Mapping Haemagglutinin Residues Driving Antigenic Diversity in H5Nx Avian Influenza Viruses

Since its emergence in 1996, the H5 avian influenza virus (AIV) A/Goose/Guangdong/1/1996 (Gs/GD) haemagglutinin (HA) has evolved into over 30 genetically and antigenically distinct clades, including the widespread clade 2.3.4.4b. Vaccination is widely used in endemic regions to reduce poultry losses and zoonotic risk. However, the evolving antigenic diversity and global co-circulation of multiple clades challenges protective efficacy of poultry vaccines with poor antigenic matching to field strains, resulting in immune escape and vaccine failure. This study aimed to improve vaccine seed selection by identifying HA epitopes contributing to inter-clade antigenic differences.

Recombinant clade-representative viruses were generated using HA genes from circulating H5 AIVs via reverse genetics with A/Puerto Rico/8/1934 (PR8) internal and neuraminidase genes. Antigenic relationships were assessed using haemagglutination inhibition (HI) assays with homologous and heterologous chicken antisera. Antigenic cartography revealed a clear distinction of clade 2.3.4.4 from others and notable intra-clade diversity. Pairwise antigenic and genetic comparisons identified 48 putative antigenic residues. These were individually introduced into a candidate HA by site-directed mutagenesis, and antigenic influence assessed by HI using sera raised against the non-mutated HA.

Four residues R82K, A83T, T204I, and F229Y had significant antigenic effects, with three (R82K, T204I, F229Y) being novel. These findings demonstrate that combining serology and in silico residue analysis can identify key antigenic determinants.

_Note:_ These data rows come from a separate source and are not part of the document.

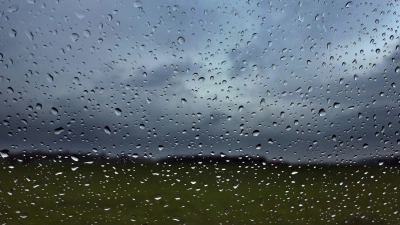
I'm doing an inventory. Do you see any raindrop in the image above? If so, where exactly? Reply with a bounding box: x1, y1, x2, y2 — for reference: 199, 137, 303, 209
36, 103, 43, 110
71, 154, 79, 162
333, 102, 340, 109
8, 29, 17, 37
75, 10, 85, 19
178, 36, 185, 45
115, 108, 122, 116
54, 127, 64, 135
133, 0, 142, 8
47, 73, 54, 82
0, 149, 10, 158
260, 98, 265, 106
253, 130, 260, 137
154, 194, 161, 201
83, 30, 91, 37
104, 126, 111, 134
318, 109, 326, 116
51, 107, 58, 115
7, 5, 18, 12
71, 33, 79, 42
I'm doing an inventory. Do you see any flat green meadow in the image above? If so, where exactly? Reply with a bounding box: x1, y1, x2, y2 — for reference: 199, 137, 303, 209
0, 162, 400, 225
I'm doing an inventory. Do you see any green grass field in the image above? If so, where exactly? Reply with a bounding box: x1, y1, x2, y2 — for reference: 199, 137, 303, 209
0, 162, 400, 225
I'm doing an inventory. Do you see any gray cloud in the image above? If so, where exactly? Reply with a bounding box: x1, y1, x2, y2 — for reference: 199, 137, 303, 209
0, 1, 399, 161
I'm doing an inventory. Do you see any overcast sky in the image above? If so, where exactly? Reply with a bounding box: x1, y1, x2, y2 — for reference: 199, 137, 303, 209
0, 0, 400, 161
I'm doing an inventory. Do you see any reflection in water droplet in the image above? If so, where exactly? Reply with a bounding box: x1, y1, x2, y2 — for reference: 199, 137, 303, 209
318, 109, 326, 116
7, 5, 18, 12
51, 107, 58, 115
71, 154, 79, 162
133, 0, 142, 8
71, 33, 79, 42
333, 102, 340, 109
104, 126, 111, 134
54, 127, 64, 135
178, 36, 185, 44
253, 130, 260, 137
8, 29, 17, 37
115, 108, 122, 116
0, 150, 9, 158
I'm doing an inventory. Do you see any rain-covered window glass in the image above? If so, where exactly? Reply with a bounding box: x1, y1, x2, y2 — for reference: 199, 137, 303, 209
0, 0, 400, 225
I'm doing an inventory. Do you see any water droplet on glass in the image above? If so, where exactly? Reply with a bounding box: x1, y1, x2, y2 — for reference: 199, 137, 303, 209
178, 36, 185, 44
133, 0, 142, 8
83, 30, 91, 37
253, 130, 260, 137
104, 126, 111, 134
115, 108, 122, 116
154, 194, 161, 201
318, 109, 326, 116
8, 29, 17, 37
36, 103, 43, 110
47, 73, 54, 82
54, 127, 64, 135
71, 154, 79, 162
51, 107, 58, 115
260, 98, 265, 106
71, 33, 79, 42
333, 102, 340, 109
0, 149, 10, 158
7, 5, 18, 12
75, 9, 85, 19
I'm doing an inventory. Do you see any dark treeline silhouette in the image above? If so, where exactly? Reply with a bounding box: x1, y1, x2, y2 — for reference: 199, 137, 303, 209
0, 149, 400, 167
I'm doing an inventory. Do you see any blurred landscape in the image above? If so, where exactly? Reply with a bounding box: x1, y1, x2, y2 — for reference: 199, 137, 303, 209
0, 150, 400, 225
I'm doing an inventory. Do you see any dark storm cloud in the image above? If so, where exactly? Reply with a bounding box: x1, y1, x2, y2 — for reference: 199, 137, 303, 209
0, 1, 399, 161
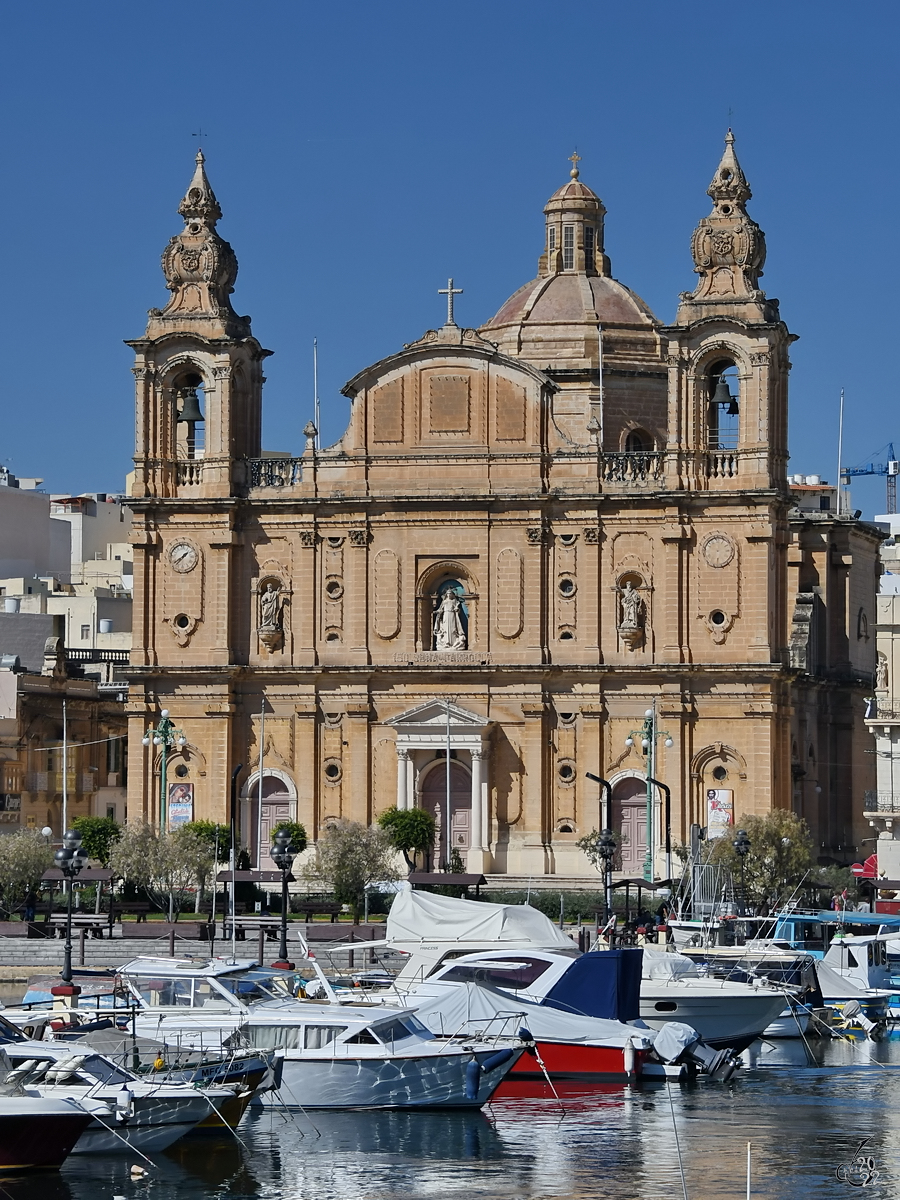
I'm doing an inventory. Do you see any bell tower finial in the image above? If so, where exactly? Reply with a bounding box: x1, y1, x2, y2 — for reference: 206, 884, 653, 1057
678, 130, 776, 323
148, 150, 250, 337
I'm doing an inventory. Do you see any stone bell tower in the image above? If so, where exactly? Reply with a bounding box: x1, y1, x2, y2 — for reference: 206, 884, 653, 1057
128, 154, 270, 823
127, 151, 270, 498
665, 130, 794, 492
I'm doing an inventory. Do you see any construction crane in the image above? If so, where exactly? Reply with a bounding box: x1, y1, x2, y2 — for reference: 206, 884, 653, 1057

This work highlights the need for precise antigenic matching in vaccine design and highlights the value of combining molecular and immunological tools to optimise vaccine seed selection against diverse and evolving H5 AIV strains.

Importance

The continued evolution of H5 avian influenza viruses (AIVs), particularly the Gs/GD lineage, poses major challenges for poultry disease control and zoonotic risk mitigation. Vaccine effectiveness is undermined by antigenic drift and the co-circulation of diverse clades, often leading to mismatches between vaccine and field strains. This study addresses the critical need to improve vaccine strain selection by identifying haemagglutinin (HA) residues driving antigenic variation across H5 clades. Using recombinant viruses, antigenic cartography, haemagglutination inhibition (HI) assays, and mutagenesis, 48 putative antigenic residues were identified, with four R82K, A83T, T204I, and F229Y having major antigenic effects, three of which were novel. These findings advance our understanding of H5 antigenic evolution and provide a framework for predicting vaccine performance. By integrating molecular and serological data, our work informs rational vaccine seed strain selection, contributing to more broadly protective vaccines and improved control of H5 AIV in poultry, while reducing the risk of zoonotic transmission.